Rothschild & Co s’offre une banque - et une licence - en Allemagne
Rothschild & Co rachète la banque privée hambourgeoise Marcard, Stein & Co. Une opération de gestion de fortune qui lui offre, surtout, le précieux sésame : une licence bancaire allemande.
- Ce qu’il faut retenir. C’est une emplette discrète mais lourde de sens. Rothschild & Co a signé, il y a quelques jours, l’acquisition de 100 % du capital de Marcard, Stein & Co, maison hambourgeoise nichée dans le giron de M.M. Warburg & Co. Derrière ce nom patiné par le temps se cache l’un des principaux multi-family offices d’outre-Rhin : une banque privée de longue tradition, qui conseille fortunes familiales et entrepreneurs et dispose de 7 milliards d’euros d’actifs gérés. Pour le groupe présidé par Alexandre de Rothschild et dirigé par François Pérol, l’Allemagne n’a rien d’un marché accessoire : c’est un terrain stratégique où la maison entend muscler son activité de gestion de fortune. Pour Warburg, qui se recentre sur son cœur bancaire et veut réduire la complexité de son périmètre, la cession tombe à point. L’opération demeure suspendue au feu vert des régulateurs.
- Pourquoi c’est important. Au-delà du carnet de clients, l’enjeu est ailleurs - et il est de taille. En absorbant Marcard, Stein & Co, Rothschild & Co hérite d’une licence bancaire allemande. Voilà le sceau qui change tout. Jusqu’ici cantonné à un modèle plus étroit, le groupe se dote d’un socle réglementaire pour bâtir, outre-Rhin, une véritable plateforme bancaire pleinement intégrée. Traduction concrète : la possibilité d’élargir l’éventail des services, de la simple gestion d’actifs à une offre complète (dépôts et crédits), et de s’installer durablement comme acteur de référence sur le marché allemand de la gestion de fortune. Dans un secteur où l’agrément se gagne au prix fort - des mois de procédures, des exigences de fonds propres, des contrôles tatillons… -, racheter une banque déjà dotée de son passeport bancaire revient à s’épargner un long chemin de croix administratif.

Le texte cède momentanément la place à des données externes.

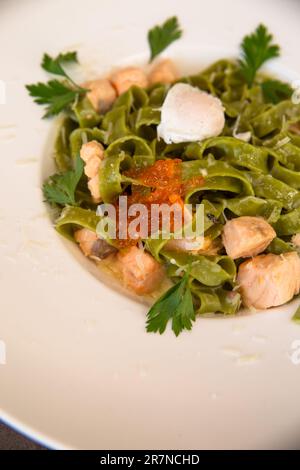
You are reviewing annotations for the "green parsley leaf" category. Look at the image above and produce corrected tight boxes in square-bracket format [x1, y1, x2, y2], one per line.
[41, 52, 78, 78]
[26, 80, 85, 118]
[261, 80, 293, 104]
[43, 155, 84, 206]
[148, 16, 182, 62]
[239, 24, 280, 86]
[292, 305, 300, 324]
[26, 52, 88, 118]
[146, 271, 195, 336]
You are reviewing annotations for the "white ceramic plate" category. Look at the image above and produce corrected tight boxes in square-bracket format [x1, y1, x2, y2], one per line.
[0, 0, 300, 449]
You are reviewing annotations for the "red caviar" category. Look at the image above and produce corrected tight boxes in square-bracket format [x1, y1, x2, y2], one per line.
[116, 158, 204, 247]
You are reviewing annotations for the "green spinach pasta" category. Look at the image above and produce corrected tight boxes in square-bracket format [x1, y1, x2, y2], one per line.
[28, 18, 300, 335]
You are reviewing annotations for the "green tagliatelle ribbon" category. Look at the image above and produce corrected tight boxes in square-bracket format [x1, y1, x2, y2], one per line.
[48, 60, 300, 315]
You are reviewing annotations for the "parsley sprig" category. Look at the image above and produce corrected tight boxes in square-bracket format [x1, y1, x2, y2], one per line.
[239, 24, 280, 86]
[147, 270, 195, 336]
[148, 16, 182, 62]
[43, 155, 84, 206]
[26, 52, 87, 118]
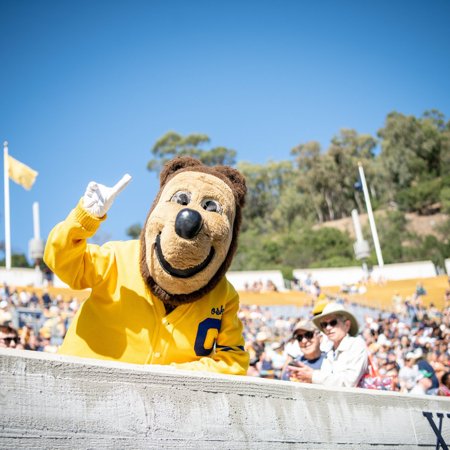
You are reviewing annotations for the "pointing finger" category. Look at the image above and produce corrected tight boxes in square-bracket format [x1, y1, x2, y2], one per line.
[111, 173, 131, 195]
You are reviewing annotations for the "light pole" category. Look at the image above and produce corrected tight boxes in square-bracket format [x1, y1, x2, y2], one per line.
[358, 162, 384, 270]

- En coulisses. Selon nos informations, il y a trois ou quatre ans, lorsque Warburg & Co traversait une passe délicate, c’est la maison allemande qui était venue frapper à la porte de Rothschild & Co pour solliciter conseil et soutien. À l’époque, le secours d’une grande signature de la finance européenne n’avait rien d’anodin. Les deux établissements ne s’étaient jamais perdus de vue depuis ; ils ont au contraire entretenu, année après année, un fil de discussions discret mais constant. De ces échanges est née une confiance réciproque qui a permis cette transaction. Les dirigeants de Marcard, Stein & Co, restent en place. Comme quoi, en banque privée, on ne prête jamais sans espérer, un jour, récolter. Reste à convaincre les régulateurs ; mais le plus dur, est fait.